Poetic flourishes, as elegant as a bird’s flight, pervades Sen’s study; an acute depth of field centers the creatures—rats, birds, hogs, mosquitos, and so forth—teeming, unnoticed by humans, in the city. One enrapturing scene frames a snail crawling across the frame while the orange glow of a bomb fire rages out-of-focus in the background. Sen melds these small, significant wonders with the big, violent protests breaking across Delhi, which seems to dance on the trio’s periphery, decrying a xenophobic citizenship law. The pace in Sen’s film is never hurried. But the political and ecological aims always feel urgent. Tender and necessary, “All That Breathes” shares another frightening side of nature’s fragile state.

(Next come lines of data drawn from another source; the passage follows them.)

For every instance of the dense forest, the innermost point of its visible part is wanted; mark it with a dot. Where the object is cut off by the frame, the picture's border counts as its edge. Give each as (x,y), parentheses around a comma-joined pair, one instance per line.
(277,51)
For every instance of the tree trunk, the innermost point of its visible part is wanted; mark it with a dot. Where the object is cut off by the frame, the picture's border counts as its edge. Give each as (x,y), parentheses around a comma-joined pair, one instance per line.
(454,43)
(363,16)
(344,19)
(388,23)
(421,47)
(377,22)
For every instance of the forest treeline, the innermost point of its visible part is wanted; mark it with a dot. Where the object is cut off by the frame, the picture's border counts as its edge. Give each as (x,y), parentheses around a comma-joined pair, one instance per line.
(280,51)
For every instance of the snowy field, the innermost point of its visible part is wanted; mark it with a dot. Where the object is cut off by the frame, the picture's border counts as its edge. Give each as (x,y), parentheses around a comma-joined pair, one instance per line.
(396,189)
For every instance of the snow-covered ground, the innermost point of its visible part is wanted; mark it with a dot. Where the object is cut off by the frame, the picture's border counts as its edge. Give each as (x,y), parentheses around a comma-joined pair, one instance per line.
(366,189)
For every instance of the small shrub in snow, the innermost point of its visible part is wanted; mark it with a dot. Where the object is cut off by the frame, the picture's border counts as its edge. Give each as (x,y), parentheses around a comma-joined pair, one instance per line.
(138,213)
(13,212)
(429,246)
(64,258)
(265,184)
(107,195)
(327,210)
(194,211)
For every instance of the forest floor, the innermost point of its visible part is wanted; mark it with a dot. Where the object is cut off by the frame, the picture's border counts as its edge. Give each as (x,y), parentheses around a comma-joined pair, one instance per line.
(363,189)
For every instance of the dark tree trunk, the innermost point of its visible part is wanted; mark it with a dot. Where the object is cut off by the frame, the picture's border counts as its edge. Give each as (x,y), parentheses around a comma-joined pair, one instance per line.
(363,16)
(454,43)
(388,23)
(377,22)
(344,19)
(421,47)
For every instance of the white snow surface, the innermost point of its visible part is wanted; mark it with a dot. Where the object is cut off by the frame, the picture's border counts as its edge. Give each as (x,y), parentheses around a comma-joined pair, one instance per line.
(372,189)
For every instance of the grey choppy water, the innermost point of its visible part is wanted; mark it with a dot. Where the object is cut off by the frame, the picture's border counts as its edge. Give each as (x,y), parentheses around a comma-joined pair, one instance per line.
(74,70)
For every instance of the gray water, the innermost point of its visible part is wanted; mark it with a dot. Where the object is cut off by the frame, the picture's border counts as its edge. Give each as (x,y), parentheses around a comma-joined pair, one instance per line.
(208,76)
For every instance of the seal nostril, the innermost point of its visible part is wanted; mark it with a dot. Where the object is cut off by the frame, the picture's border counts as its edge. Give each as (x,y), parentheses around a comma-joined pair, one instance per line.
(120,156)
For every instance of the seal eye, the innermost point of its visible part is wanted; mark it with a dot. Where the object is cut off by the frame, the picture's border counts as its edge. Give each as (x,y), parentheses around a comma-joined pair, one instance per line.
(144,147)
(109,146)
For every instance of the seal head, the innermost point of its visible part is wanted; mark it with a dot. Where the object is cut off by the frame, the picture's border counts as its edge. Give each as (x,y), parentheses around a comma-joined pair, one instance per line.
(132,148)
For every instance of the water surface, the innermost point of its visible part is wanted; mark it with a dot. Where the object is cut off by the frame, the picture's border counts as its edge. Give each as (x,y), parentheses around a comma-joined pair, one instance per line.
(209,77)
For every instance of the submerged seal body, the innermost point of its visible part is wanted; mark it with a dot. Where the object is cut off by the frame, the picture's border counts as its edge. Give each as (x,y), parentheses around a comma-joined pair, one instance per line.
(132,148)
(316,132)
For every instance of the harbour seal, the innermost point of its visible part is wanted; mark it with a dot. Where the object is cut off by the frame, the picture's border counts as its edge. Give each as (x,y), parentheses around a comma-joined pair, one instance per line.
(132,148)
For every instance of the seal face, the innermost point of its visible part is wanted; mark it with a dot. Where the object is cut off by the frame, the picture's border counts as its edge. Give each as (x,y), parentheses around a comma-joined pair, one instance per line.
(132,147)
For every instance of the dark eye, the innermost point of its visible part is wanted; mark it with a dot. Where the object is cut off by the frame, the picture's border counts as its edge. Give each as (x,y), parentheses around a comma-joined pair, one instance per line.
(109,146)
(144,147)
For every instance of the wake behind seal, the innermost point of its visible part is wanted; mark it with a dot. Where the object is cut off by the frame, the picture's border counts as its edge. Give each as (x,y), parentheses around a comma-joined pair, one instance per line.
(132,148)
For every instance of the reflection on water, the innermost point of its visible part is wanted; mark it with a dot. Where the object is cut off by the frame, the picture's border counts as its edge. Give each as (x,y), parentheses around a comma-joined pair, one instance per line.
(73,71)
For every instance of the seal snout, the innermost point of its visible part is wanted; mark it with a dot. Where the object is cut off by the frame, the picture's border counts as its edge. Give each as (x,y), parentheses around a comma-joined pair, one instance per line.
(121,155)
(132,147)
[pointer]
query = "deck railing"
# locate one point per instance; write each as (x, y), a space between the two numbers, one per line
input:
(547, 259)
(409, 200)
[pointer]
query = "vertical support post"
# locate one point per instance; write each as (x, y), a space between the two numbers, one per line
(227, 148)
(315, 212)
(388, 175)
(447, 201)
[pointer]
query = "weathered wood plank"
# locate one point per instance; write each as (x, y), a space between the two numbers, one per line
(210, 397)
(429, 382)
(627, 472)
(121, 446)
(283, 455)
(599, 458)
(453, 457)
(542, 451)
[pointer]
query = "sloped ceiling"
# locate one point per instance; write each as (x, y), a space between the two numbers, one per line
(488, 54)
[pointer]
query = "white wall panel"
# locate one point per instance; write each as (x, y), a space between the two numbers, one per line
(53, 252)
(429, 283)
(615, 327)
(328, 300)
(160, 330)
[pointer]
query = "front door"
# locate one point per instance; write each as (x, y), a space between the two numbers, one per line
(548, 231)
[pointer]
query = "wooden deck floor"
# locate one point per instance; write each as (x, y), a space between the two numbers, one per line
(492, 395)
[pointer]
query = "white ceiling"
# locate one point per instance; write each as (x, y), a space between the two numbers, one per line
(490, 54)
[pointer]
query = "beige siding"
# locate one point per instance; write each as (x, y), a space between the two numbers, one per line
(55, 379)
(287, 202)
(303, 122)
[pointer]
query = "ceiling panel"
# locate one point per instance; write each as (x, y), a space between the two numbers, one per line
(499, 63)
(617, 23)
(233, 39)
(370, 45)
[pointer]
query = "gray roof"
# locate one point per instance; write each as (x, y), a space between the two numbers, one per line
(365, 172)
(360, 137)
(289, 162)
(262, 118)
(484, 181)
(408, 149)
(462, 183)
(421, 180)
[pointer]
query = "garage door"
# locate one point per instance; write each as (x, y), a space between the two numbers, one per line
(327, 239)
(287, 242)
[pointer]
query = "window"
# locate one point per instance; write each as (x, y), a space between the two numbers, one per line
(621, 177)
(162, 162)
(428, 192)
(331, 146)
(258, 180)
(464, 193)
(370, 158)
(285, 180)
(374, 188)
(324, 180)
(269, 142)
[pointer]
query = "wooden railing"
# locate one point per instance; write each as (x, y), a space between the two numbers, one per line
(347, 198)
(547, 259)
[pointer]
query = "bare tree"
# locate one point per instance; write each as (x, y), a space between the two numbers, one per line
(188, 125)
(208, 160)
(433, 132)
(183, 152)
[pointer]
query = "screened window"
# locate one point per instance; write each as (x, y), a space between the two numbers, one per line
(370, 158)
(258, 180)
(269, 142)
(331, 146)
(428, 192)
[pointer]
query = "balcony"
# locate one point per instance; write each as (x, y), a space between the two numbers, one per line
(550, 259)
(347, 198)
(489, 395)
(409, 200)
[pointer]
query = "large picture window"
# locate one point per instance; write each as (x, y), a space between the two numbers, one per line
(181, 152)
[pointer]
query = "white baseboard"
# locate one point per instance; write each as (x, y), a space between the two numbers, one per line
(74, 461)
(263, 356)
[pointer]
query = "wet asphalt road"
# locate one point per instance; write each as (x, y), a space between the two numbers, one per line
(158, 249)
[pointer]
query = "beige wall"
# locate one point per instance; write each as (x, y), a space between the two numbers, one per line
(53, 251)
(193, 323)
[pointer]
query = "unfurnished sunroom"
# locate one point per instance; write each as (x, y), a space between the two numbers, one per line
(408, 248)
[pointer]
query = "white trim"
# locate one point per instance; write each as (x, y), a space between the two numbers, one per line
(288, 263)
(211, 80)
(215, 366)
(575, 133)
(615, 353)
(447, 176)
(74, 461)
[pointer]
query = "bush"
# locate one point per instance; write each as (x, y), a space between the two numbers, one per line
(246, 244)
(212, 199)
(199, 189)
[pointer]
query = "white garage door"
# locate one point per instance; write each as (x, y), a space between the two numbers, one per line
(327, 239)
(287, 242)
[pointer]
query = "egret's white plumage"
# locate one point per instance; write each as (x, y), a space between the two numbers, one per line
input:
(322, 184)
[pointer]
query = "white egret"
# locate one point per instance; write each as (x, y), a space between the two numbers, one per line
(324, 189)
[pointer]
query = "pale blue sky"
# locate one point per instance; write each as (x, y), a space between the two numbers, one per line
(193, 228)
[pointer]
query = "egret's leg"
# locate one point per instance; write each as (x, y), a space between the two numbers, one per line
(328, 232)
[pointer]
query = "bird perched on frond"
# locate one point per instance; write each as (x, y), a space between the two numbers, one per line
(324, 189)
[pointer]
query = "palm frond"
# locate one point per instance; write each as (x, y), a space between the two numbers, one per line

Israelis call it the “War for Independence.” Palestinians refer to it as “Nakba” (the Catastrophe). During the 1948 Arab-Israeli war, in Tantura, one of the many forcibly depopulated Palestinian villages, such an atrocity occurred. Nearly 75 years later, however, everyone knows about it, but no one wants to talk. No one except Teddy Katz, a former graduate history student whose controversial Master’s thesis on the massacre led to his school, the Israeli government, and a group of Israeli war veterans discrediting his research. Armed with 140 hours of audio interviews with Jewish and Arab eyewitnesses, Katz is still fighting for the truth to be heard.
Whether a massacre occurred isn’t up for debate in director Alon Schwarz’s infuriating, jaw-dropping documentary “Tantura.” The filmmaker talks with the remaining, pained survivors and the veterans—most of them in the '90s—to mine their memories. Nearly all of the former soldiers deny any war crimes occurred. Schwarz often uses Katz’s audiotapes as a check, akin to the docuseries “The Last Dance,” by handing the interviewees tablets with their own confessions recorded decades ago. Many of them, in blood-boiling fashion, laugh off the stories of murder without any regard for their heinousness.
“Tantura” also covers the methods used by nations to craft their own versions of history. Schwarz unearths propaganda footage filmed by MGM, chilling photos of Arabs in barbed wire enclosures, and aerial images of a possible location of a mass grave. Sometimes his methods—investigative cork boards and images of him combing through maps—border too closely to the theatrical, falling into true crime clichés. And the first hour, too often, redoubles already covered information. But the naked truth, the real haunting stories behind the denials, always rises above the stylistic missteps. Schwarz’s “Tantura,” a haunting unearthing, gives voice to a tragedy that must never be forgotten.